Si eres animal nocturno –y también romántico–, disfrutarás enormemente con La bestia en la jungla, la nueva propuesta del prestigioso director queer austriaco –afincado en Francia– Patric Chiha (Domaine, Boys Like Us).
La bestia en la jungla es una sorprendente adaptación del relato corto homónimo de Henry James, que ha ambientado en un club. Sus protagonistas, May (Anaïs Demoustier) y John (Tom Mercier) se encuentran en él, una vez que la enigmática portera (Beatrice Dalle, «una actriz que me fascina y me asusta a la vez», confiesa el director) les deja entrar, y seguirán viéndose allí a lo largo de varias décadas. La fuerte conexión entre ellos, con un secreto en común que nadie más conoce, les permite ir afianzando su atípica relación, mientras la discoteca sin nombre en donde la van viviendo se transforma con los tiempos –la acción transcurre entre 1979 y 2004–.
«Los clubs son espacios eróticos y también políticos»
La banda sonora que les envuelve, lógicamente, va evolucionando: de la música disco al tecno-pop ochentero, del house de principios de los 90 al techno. Con bajas extremas en la pista en un momento concreto: quienes mueren a causa de la pandemia del sida. No es fácil de explicar, es más fácil de sentir si te dejas llevar en este viaje que propone Chiha, y que se siente, entre otras muchas cosas, un homenaje a la cultura de clubs. El director lo confirma. «Es algo que siempre me he tomado muy en serio; no solo me parecen espacios para divertirse. Igual que hay personas que van a la iglesia, otras muchas experimentan toda una verdadera vida en los clubs. Son lugares eróticos, y también políticos».

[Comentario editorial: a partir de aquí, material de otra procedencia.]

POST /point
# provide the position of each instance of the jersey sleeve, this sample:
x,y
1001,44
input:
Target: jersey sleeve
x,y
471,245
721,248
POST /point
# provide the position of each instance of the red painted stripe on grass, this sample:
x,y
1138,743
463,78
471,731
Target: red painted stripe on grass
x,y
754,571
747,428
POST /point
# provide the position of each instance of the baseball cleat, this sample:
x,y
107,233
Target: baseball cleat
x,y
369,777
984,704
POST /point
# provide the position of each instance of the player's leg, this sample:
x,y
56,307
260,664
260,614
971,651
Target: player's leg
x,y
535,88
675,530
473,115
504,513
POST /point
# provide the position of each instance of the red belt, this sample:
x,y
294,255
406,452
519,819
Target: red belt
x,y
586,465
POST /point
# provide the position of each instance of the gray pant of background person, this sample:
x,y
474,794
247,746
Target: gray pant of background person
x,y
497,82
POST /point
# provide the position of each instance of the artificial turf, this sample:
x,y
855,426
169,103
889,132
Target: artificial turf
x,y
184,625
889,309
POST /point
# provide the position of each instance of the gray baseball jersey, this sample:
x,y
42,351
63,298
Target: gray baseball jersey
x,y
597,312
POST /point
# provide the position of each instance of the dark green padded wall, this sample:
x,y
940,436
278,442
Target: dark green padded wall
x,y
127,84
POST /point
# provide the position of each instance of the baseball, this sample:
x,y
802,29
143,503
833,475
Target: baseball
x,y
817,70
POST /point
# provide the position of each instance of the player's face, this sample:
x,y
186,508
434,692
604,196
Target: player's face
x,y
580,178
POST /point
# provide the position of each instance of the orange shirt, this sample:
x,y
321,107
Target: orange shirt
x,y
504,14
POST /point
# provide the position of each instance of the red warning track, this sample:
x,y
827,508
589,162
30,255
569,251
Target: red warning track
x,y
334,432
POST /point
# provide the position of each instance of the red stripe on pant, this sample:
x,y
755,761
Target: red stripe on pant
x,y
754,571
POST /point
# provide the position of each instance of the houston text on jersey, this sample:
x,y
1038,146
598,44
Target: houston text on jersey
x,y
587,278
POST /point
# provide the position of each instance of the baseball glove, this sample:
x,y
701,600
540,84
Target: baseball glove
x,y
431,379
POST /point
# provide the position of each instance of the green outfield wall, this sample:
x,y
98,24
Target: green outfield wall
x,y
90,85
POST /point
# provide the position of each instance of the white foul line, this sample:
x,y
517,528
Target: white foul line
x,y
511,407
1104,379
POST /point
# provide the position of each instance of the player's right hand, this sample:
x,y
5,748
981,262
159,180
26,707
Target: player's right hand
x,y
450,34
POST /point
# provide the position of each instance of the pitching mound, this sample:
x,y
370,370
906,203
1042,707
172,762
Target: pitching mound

Si en muchas películas los clubs se limitan a ser un decorado, en esta ocasión el club es un protagonista más. «Echaba de menos ver con detalle los rostros de quienes bailan», explica. «Más allá de la belleza del espacio, quería mostrar cómo la gente interactúa en él, cómo se muestra tal cual es». Empezando por los protagonistas, que disfrutan viviendo en un permanente síndrome de Peter Pan, sin envejecer a pesar del paso del tiempo a lo largo del metraje. «Cuando una fiesta es realmente divertida, el tiempo se suspende. Los protagonistas viven en esa especie de eterno presente, una juventud permanente. Solo cuando aparece la muerte salen de esa fantasía». Por eso quiso hablar de los estragos del sida cuando apareció a finales de los 80. «Fue trágico, y dejó una huella evidente también en los clubs», afirma. Pero no quiso ser literal en su manera de hablar de ello, «no sé si habría salido bien».
«La belleza de lo queer está en la fluidez»
Patric Chiha nació en 1975, y cuenta que empezó a salir por la noche en 1990. «El sida estaba ahí, y yo era un joven que lo único que quería era fiesta. Pero no tardé en darme cuenta de lo presente que estaba la muerte en las discotecas a las que iba«. Recuerda cómo dejaba de ver a personas a las que conocía, y cómo un muy buen amigo suyo inglés murió por complicaciones derivadas del virus. «Es algo que me marcó. Por eso quise reflejar en la película lo dramático que resulta ese contraste entre la euforia propia de los clubs y la muerte, reflejada en las ausencias evidentes en la pista de baile».
También refleja muy bien la diversidad en esa pista que se va renovando con las décadas y las modas. De nuevo con una sutilidad que no siempre ha sido celebrada, tal y como reconoce. «La película se ha visto en muchos festivales LGTBIQ+, y a algunas personas les enfadó este hecho, decían que no era lo suficientemente queer«, y ríe al decirlo. «Para mí la belleza de lo queer está en la fluidez, en la capacidad de borrar fronteras, límites». Su conclusión es rotunda: «Lo más queer de mi película es que la protagoniza una pareja heterosexual nada convencional, que crea sus propias reglas».
Apuesta el director austríaco por que tanto las películas como quienes las hacen trasciendan las etiquetas. Al preguntarle si le molesta que se le califique como cineasta queer, asegura que «en absoluto», y recurre a una anécdota de su juventud que merece la pena ser reproducida de principio a fin: «Con 12 años, viviendo en Viena, mi padrastro me dijo que me iba a llevar al cine a ver una película que estaba seguro de que me encantaría. Era Paris is Burning, de Jennie Livingston. Veía a mi alrededor gente muy peculiar, como habitantes de un mundo hasta entonces inconcebible para mí, y que de repente era posible. Allí descubrimos ambos que estábamos en una sesión de un festival LGTBIQ+. Me sentí en casa. Y si hay personas queer que se sienten en casa cuando ven mis películas, no puedo pedir más«.